Badani zabiegali o turystów, utrzymując ceny na zeszłorocznym poziomie (59%), a nawet obniżając ceny (15%). Jeszcze przed sezonem zainwestowali w atrakcje i udogodnienia dla różnych grup docelowych. Ci, którzy liczyli na obecność rodzin, stworzyli dodatkowe atrakcje dla dzieci – 21%, czy rodzinne strefy relaksu – 14%. Z kolei ci, którzy chcą przyciągnąć dorosłych inwestowali w udogodnienia takie jak sauna czy jacuzzi – 9% ankietowanych.

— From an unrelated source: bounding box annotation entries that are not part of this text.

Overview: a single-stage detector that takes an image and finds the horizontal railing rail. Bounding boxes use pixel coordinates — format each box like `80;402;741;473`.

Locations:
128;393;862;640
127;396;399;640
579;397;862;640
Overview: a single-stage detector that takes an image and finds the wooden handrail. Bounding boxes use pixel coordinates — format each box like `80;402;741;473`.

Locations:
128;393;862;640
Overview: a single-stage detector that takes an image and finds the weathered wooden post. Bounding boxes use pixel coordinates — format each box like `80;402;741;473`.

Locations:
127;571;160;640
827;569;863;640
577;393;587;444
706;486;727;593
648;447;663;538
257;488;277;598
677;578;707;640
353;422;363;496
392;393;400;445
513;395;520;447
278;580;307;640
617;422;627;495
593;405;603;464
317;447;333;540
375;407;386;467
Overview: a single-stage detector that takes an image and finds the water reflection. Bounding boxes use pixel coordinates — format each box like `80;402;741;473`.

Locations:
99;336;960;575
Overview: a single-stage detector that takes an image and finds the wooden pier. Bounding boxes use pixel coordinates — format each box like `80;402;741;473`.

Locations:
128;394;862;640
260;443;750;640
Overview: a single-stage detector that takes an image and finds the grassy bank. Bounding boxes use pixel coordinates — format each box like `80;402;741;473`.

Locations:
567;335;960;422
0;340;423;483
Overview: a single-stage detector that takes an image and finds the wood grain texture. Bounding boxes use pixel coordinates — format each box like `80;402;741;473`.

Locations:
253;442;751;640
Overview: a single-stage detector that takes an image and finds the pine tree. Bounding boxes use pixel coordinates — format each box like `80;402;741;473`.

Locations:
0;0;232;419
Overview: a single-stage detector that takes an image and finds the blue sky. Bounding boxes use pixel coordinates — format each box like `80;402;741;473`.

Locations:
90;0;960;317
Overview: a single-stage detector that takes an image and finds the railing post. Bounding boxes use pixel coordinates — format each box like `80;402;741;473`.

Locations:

„Jak podkreślają uczestnicy badania, sposobem na przyciągnięcie gości była też zmiana polityki dotyczącej długości rezerwacji, którą wymusił trend skróconych wyjazdów – zauważa Agnieszka Rzeszutek. – Aż 60% ankietowanych przyznaje, że goście zatrzymywali się u nich na zaledwie 3-5 nocy” – podkreśla. Kolejne 16% podejmowało turystów na jeszcze krótsze pobyty – zaledwie jednodniowe lub dwudniowe. Żaden z respondentów nie odnotował pobytów dłuższych niż tydzień.

Dzięki ankiecie potwierdza się też kolejny trend – Polska coraz częściej zwraca uwagę gości z zagranicy. Aż 89% ankietowanych podjęło turystów zagranicznych. W przypadku 46% ankietowanych obcokrajowcy stanowili mniej niż 10% ogólnej liczby gości, ale 13% badanych przyznało, że turyści zagraniczni odpowiadali za 21-50% wszystkich rezerwacji złożonych w ich obiekcie.

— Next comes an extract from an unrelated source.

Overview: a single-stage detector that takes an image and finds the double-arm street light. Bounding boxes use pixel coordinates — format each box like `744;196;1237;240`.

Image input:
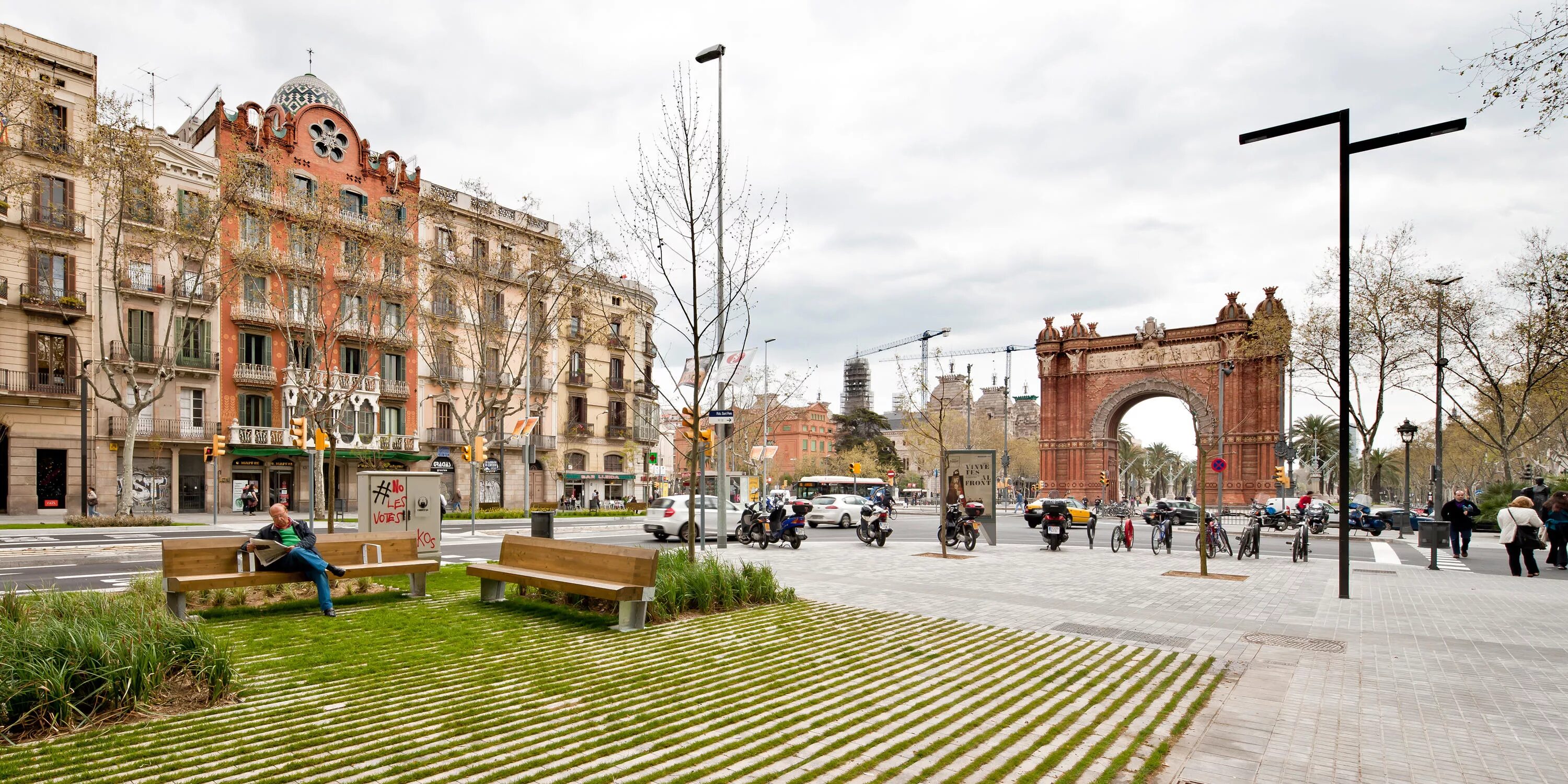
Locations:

Pozostaje jeszcze pytanie: co dalej? „Po zakończeniu wysokiego sezonu oczywistym wyzwaniem dla obiektów całorocznych jest mniejsza liczba turystów. Ankietowani podkreślają też, że muszą mierzyć się nie tylko ze sporą konkurencją, ale też z wysokimi kosztami utrzymania obiektu oraz kosztami pracowniczymi” – relacjonuje dalej Agnieszka Rzeszutek.

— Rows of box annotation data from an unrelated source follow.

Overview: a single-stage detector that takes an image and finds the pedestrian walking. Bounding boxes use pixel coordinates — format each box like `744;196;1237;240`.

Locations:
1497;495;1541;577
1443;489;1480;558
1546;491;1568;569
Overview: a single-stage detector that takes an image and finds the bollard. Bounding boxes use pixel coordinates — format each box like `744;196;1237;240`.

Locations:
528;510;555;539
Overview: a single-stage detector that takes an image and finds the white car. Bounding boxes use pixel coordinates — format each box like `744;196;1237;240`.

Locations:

Stąd poszukiwanie nowych możliwości i skierowanie oferty do precyzyjniej określonej grupy docelowej. W odpowiedzi na rosnący trend wypoczynku bez dzieci, aż 31% chce przyciągnąć pary. Kolejne 13% chce powalczyć o grupy zorganizowane, a 11% chce przyciągnąć osoby podróżujące służbowo.

Dlatego właściciele obiektów decydują się na remonty i rozbudowy, których przeprowadzenie w najbliższym czasie planuje aż 51% badanych, czy deklarowane inwestycje w udogodnienia typu spa&wellness. Stąd również ostrożna polityka cenowa: w sezonie zimowym 72% ankietowanych nie planuje podnosić cen, a 7% wręcz planuje obniżki.

„To odpowiedź na oczekiwania rynku. Obiekty oferujące tanie noclegi w dobrym standardzie najmniej odczuwają odpływ turystów – ocenia Agnieszka Rzeszutek. – Z drugiej strony na obłożenie mogą liczyć też obiekty o standardzie najwyższym, które niezmiennie przyciągają turystów o zasobniejszych portfelach, a także gości zagranicznych”.